Where to insulate
- Ceilings: save 20-40% on heating and cooling costs
- External walls: save an additional 10-60% on energy costs
- Floor: save another 5-10% on energy costs.
Existing homes can easily have insulation installed in the ceiling and under timber floors if crawl space is available. Walls can be insulated during re-cladding or replastering. Specialised products are also available to insulate existing walls.
Insulating both the roof and ceiling will ensure a home is adequately insulated from the outside elements. Roof insulation, such as reflective foil (sarking) or foil backed building blankets, will help to reduce radiant heat from entering the home in summer and will also provide some winter thermal protection.
Ceiling insulation will help to slow the transfer of heat into or out of the home. If the ceiling was not insulated, warm air generated by heating systems in winter would end up in the roof space (remember that hot air rises), while in summer, heat building up in the roof space may move into the home.

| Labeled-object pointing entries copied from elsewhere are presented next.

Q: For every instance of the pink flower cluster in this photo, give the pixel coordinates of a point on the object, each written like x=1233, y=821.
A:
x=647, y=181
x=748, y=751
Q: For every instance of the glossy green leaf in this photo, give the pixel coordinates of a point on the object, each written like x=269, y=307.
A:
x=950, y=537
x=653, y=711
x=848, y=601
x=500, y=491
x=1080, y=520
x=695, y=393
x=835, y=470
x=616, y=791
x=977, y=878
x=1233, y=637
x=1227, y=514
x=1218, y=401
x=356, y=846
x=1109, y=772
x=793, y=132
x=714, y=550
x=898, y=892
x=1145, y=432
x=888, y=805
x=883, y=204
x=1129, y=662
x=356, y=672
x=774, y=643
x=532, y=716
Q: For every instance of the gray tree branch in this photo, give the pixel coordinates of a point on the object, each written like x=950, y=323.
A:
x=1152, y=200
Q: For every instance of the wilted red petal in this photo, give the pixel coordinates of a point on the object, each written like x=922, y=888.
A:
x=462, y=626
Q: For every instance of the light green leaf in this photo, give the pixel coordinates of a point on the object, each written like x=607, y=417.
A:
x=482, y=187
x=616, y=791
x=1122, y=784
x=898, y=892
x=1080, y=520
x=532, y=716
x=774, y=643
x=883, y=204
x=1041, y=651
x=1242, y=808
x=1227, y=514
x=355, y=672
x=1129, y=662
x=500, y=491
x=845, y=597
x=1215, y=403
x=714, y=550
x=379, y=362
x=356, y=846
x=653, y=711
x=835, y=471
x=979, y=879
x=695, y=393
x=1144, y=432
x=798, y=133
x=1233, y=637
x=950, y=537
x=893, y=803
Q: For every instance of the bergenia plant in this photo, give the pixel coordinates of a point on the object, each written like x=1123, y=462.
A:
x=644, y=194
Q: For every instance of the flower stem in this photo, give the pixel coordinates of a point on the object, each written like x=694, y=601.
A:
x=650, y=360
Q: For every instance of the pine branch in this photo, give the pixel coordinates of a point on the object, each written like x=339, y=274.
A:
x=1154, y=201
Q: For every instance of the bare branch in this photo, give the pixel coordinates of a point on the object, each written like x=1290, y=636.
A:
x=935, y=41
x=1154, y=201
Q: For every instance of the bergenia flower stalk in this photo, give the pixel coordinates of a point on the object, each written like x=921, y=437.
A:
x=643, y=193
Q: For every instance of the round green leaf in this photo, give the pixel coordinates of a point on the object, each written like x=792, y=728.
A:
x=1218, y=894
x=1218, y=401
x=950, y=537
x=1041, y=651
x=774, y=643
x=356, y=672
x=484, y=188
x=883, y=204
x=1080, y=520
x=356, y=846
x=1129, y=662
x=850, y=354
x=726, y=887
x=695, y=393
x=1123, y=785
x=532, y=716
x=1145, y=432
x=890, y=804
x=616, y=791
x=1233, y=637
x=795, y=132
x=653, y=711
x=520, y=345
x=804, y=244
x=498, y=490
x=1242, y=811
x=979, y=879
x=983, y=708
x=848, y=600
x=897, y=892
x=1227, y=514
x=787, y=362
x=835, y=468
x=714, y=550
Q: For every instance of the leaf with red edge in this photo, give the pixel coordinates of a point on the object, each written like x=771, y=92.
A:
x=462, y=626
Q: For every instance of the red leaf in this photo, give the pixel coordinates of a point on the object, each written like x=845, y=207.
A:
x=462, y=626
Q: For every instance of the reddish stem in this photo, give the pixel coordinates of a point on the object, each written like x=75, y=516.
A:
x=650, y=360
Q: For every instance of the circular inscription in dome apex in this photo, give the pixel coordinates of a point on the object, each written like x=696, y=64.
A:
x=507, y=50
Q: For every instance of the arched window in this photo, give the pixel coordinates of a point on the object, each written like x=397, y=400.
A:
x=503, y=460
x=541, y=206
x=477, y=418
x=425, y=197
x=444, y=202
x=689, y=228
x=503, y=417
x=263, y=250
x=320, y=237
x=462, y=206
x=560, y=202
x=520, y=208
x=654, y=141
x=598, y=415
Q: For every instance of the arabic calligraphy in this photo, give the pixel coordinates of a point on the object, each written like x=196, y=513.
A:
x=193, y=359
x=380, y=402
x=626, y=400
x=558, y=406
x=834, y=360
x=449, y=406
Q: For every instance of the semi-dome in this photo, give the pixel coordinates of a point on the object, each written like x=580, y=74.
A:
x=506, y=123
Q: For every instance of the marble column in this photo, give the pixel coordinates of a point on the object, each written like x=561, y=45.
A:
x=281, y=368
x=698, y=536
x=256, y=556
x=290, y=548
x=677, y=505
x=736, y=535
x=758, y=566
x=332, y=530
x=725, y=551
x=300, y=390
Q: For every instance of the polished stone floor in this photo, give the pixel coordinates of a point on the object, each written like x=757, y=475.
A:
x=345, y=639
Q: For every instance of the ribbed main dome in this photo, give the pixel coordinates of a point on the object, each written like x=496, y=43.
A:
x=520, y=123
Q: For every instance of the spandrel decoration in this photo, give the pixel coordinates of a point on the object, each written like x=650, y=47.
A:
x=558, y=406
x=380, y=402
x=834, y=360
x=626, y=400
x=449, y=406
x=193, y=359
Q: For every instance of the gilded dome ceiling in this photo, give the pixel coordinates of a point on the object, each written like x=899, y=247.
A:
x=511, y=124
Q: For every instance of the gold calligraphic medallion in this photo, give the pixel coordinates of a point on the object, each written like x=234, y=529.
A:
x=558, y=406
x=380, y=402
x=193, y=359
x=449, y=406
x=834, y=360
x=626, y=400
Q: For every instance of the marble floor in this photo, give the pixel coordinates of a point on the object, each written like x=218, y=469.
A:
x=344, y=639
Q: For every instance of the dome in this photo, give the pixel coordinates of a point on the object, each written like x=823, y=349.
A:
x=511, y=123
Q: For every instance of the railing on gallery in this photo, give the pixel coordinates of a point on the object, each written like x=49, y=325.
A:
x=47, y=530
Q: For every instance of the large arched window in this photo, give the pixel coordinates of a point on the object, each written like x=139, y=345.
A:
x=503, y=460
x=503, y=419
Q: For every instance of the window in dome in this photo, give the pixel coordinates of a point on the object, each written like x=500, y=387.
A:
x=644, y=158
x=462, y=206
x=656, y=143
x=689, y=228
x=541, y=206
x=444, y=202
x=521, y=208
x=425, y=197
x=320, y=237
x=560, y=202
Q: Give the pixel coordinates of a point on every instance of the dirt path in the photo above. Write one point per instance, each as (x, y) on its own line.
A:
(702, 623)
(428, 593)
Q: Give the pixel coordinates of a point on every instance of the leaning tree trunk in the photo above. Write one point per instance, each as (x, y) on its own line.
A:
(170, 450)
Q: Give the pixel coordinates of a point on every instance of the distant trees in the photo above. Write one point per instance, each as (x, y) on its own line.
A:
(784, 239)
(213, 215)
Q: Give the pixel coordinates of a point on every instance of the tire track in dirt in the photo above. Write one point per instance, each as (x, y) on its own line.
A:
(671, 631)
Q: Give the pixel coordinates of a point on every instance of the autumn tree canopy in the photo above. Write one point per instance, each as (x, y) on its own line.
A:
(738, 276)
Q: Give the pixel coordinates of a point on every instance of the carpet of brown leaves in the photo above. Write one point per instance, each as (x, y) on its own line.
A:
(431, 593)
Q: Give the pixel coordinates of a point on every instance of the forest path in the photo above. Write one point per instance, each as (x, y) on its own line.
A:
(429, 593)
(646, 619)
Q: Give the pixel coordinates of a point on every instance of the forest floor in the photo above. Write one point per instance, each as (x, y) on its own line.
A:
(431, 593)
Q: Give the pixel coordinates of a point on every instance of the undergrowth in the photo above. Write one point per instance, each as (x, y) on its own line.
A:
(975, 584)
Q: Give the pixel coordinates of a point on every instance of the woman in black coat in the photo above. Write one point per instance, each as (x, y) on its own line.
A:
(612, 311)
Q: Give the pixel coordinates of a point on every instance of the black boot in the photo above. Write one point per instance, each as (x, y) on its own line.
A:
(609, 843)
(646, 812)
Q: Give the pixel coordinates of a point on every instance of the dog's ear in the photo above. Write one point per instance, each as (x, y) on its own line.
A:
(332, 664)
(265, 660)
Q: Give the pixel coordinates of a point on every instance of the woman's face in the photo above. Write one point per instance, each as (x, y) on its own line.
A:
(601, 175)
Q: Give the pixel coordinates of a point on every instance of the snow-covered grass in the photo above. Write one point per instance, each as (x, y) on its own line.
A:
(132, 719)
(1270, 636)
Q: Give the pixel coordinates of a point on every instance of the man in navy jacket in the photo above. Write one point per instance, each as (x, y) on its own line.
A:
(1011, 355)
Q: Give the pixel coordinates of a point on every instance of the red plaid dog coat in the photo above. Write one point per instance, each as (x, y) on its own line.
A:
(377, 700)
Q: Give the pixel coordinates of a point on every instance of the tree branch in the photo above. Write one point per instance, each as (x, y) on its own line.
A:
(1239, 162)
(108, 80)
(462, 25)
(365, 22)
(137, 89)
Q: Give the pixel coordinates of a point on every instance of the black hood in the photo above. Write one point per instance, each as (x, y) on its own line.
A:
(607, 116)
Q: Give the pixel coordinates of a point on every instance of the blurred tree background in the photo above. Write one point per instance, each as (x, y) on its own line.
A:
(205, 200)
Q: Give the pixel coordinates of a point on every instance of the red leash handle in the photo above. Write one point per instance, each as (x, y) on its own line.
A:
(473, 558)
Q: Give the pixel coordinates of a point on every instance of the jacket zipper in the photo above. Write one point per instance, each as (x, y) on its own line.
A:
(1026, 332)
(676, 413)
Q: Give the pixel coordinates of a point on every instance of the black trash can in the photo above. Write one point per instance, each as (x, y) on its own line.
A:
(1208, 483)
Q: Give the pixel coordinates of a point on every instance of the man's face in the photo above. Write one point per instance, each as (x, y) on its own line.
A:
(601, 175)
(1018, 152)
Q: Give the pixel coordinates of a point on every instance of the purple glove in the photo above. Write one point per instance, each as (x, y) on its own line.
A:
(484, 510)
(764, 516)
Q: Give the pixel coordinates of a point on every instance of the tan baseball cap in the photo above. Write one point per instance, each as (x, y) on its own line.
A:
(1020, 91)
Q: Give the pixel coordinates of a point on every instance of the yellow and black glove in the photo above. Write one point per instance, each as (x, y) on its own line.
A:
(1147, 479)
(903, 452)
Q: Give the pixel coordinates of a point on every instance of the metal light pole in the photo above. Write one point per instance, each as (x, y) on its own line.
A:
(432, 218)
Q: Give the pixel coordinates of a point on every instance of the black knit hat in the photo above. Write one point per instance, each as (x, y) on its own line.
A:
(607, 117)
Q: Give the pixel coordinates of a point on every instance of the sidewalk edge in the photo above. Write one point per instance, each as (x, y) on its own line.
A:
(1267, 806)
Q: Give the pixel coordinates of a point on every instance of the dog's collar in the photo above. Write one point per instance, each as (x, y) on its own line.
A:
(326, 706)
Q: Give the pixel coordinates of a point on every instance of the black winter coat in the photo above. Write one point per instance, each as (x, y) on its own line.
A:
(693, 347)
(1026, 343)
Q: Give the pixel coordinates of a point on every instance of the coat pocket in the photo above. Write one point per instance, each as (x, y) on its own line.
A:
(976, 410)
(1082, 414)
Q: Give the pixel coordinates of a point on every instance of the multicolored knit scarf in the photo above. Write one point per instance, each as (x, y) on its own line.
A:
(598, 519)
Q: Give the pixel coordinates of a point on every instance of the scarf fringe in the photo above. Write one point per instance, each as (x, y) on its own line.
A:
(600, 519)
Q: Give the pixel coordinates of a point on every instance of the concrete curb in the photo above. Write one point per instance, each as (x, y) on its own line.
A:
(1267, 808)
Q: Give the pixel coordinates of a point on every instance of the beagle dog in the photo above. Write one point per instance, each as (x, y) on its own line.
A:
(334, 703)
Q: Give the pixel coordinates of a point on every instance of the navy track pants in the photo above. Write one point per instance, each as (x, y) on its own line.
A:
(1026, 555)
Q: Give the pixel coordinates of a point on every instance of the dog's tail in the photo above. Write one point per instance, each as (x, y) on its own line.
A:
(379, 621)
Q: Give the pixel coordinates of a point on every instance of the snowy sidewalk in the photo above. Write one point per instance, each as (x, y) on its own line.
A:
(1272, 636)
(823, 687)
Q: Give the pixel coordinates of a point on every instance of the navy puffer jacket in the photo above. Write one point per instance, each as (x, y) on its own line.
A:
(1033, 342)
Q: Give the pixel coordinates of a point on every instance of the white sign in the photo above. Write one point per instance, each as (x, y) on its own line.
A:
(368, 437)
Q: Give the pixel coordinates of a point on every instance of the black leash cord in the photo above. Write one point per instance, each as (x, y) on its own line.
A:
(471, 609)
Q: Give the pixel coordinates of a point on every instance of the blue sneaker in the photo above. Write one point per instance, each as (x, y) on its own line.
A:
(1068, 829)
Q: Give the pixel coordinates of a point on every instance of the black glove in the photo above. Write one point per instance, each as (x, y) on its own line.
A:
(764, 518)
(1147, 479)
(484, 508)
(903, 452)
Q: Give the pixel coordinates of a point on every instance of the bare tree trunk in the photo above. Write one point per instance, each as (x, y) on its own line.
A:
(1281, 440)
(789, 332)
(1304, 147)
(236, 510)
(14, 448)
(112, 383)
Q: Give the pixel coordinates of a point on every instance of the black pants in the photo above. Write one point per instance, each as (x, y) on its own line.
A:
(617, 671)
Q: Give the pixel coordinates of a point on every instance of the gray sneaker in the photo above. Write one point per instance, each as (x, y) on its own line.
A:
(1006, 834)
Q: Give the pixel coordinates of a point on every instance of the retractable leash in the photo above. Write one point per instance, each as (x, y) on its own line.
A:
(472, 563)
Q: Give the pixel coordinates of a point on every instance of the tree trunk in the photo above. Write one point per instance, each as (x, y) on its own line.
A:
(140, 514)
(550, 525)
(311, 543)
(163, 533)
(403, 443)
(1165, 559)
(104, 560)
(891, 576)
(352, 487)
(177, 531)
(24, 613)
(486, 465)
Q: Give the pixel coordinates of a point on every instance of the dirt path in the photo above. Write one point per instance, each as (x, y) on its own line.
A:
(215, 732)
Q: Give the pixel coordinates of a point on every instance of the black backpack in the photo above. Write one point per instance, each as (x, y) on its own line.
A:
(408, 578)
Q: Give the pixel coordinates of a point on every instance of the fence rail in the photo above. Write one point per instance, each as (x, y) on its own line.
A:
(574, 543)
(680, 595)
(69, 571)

These products may also have other benefits. For example, sarking under tiles can help to waterproof a roof. A building blanket under a metal roof will provide some sound insulation (deadening the sound of rain) and protect the metal from corrosion by reducing condensation on the underside of the roof.
What else should I consider?
- Face masks, gloves and protective clothing should be worn when in contact with mineral wool (fibreglass and rockwool) and cellulose fibre insulation.
- Cellulose fibre insulation must be treated with a fire retardant during manufacture.
- Expanded and extruded polystyrene is combustible, and should only be installed between fire-resistant surfaces.
- Natural wool is flame resistant, but the quality and fire resistance of individual products may vary. Check that the manufacturer can supply details of independent fire resistance tests.
- A layer of non-permeable material (e.g. aluminium foil or polythene sheeting) installed on the inside of bulk insulation provides a barrier to the movement of water vapour to cold surfaces. This type of installation is worth considering in structures such as cathedral ceilings and flat roofs where air flow may be insufficient to remove water vapour that builds up in the roof space, or where daytime temperatures do not regularly exceed 5ºC.
- Good insulation should be coupled with effective shading of windows and good ventilation in summer to avoid collecting and trapping heat inside the home.
- Reflective foil installed under the roof (sarking) will also reflect large amounts of direct radiation away from the home in summer.
- Bulk insulation materials have good soundproofing qualities. In particular, a building blanket installed directly under metal roofing helps to reduce external noise resulting from wind, rain and hail. If soundproofing is desired between rooms, high density insulation can be installed in internal walls.